Bak Cacing Kepanasan: Luhut Geram, Purbaya Tegak di Atas Prinsip!

Bak Cacing Kepanasan: Luhut Geram, Purbaya Tegak di Atas Prinsip!

Oleh: Ali Syarief | Akademisi

Tak banyak pejabat berani berkata tidak di hadapan kekuasaan, apalagi ketika proyek raksasa bernama Whoosh—kereta cepat Jakarta–Bandung—sudah sejak lama dijadikan simbol “kemajuan bangsa” yang dipaksakan.

Tapi Menteri Keuangan Purbaya Yudhi Sadewa memilih jalan yang jarang dilalui: menolak menalangi utang proyek itu dari APBN.

Dan sejak kalimat itu keluar dari mulutnya, politik di sekitar Istana mendadak panas.

Yang paling geram, konon, adalah Luhut Binsar Pandjaitan. Ia keceplosan di depan awak media, mengatakan proyek Whoosh itu “sudah busuk sedari awal”.

Sebuah kalimat yang terdengar seperti ledakan frustrasi, tapi sekaligus pengakuan terselubung: bahwa proyek yang dulu mati-matian ia kawal kini mulai berbau busuk di hidung publik.

Pernyataan itu seolah hendak melempar batu, tapi justru pecah di tangannya sendiri—karena publik tahu, siapa eksekutor sesungguhnya dari proyek Whoosh sejak hari pertama.

Luhut tampak seperti cacing kepanasan. Ucapan Purbaya—“tidak mau membayar dari APBN”—adalah tamparan moral bagi sistem yang selama ini gemar memindahkan beban bisnis ke punggung rakyat.

Ia tak hanya menolak, tapi juga menelanjangi pola lama yang biasa terjadi di proyek-proyek strategis nasional: untung buat segelintir, rugi ditanggung negara.

Dan seperti hukum besi di republik ini, siapa pun yang terlalu jujur akan selalu dicurigai.

Maka rumor pun merebak: Purbaya terancam di-reshuffle. Seolah integritas kini menjadi kesalahan administratif, dan ketegasan dianggap dosa politik.

Isu itu menguap dari ruang-ruang gosip istana, disebarkan oleh mereka yang gelisah karena rantai kepentingan mulai terguncang.

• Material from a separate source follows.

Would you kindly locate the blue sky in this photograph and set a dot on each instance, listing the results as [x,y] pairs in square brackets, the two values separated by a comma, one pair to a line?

Bagi sebagian orang, Purbaya adalah batu sandungan—karena ia tidak mau menandatangani cek kosong untuk menambal lubang yang digali sendiri oleh kekuasaan.

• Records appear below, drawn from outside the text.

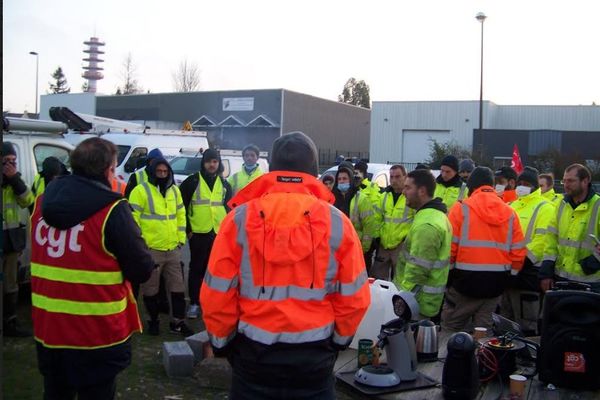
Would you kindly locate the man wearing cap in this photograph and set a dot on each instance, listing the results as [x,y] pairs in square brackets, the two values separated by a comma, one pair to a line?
[205,196]
[51,168]
[572,254]
[15,195]
[158,210]
[521,301]
[449,187]
[396,217]
[140,175]
[250,169]
[465,168]
[546,182]
[487,247]
[372,191]
[286,286]
[506,182]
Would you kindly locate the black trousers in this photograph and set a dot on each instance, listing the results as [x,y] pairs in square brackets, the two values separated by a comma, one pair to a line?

Tapi bagi publik, sikapnya adalah secercah harapan bahwa masih ada pejabat yang memegang garis moral di tengah rawa kepentingan.

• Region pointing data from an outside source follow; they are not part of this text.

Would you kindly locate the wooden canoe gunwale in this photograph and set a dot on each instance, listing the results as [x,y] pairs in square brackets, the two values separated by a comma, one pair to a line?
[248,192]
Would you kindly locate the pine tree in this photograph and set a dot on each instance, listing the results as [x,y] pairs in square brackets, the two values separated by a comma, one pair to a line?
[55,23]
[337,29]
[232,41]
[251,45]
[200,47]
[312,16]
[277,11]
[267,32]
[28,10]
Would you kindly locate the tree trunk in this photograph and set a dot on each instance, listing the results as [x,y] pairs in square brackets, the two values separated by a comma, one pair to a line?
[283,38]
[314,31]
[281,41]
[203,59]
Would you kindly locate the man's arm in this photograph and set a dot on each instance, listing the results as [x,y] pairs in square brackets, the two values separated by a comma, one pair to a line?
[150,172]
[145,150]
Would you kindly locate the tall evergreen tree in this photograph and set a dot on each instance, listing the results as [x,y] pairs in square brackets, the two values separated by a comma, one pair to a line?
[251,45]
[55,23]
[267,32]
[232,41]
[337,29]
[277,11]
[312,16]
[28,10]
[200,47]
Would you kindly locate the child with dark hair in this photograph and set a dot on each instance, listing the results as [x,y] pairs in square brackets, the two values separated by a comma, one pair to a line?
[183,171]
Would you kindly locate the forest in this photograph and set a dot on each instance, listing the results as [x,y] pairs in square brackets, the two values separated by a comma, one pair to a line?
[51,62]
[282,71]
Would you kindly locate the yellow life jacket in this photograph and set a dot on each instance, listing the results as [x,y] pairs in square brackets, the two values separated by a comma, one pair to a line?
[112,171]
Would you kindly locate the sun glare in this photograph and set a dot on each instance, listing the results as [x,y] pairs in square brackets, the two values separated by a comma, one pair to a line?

Luhut boleh saja menepis tanggung jawab, menyebut proyek Whoosh “busuk sedari awal” seolah dirinya hanya penonton.

Tapi sejarah mencatat siapa yang paling bersemangat memotong pita peresmian, siapa yang mengundang investor Tiongkok dengan janji manis, dan siapa yang memaksakan penyelesaian proyek meski hitungannya tidak masuk akal.

Kini, ketika utang jatuh tempo dan beban membengkak, tangannya mencari bahu lain untuk memikulnya.

Purbaya memilih berdiri di garis yang sulit—garis di mana logika ekonomi bertabrakan dengan logika politik.

Ia paham bahwa APBN bukan celengan pribadi, bukan pula tempat menampung kegagalan proyek ambisius.

Dalam konteks itu, keberaniannya bukan sekadar teknokratis, tapi politis.

Dan mungkin itulah yang membuat ia kini berada di ujung ancaman reshuffle.

Karena di republik yang terlalu sering menjadikan loyalitas lebih penting dari akuntabilitas, menolak tunduk adalah bentuk pembangkangan.

Namun bagi rakyat yang masih menaruh harapan pada pemerintahan yang waras, Purbaya adalah anomali yang menyegarkan: pejabat yang memilih dihantam badai daripada menipu nurani.

Jika sejarah punya nurani, barangkali ia akan mencatat bahwa di tengah pesta kekuasaan yang penuh tipu muslihat, ada satu nama yang memilih berdiri tegak, menolak menjadi bagian dari kebohongan berjamaah.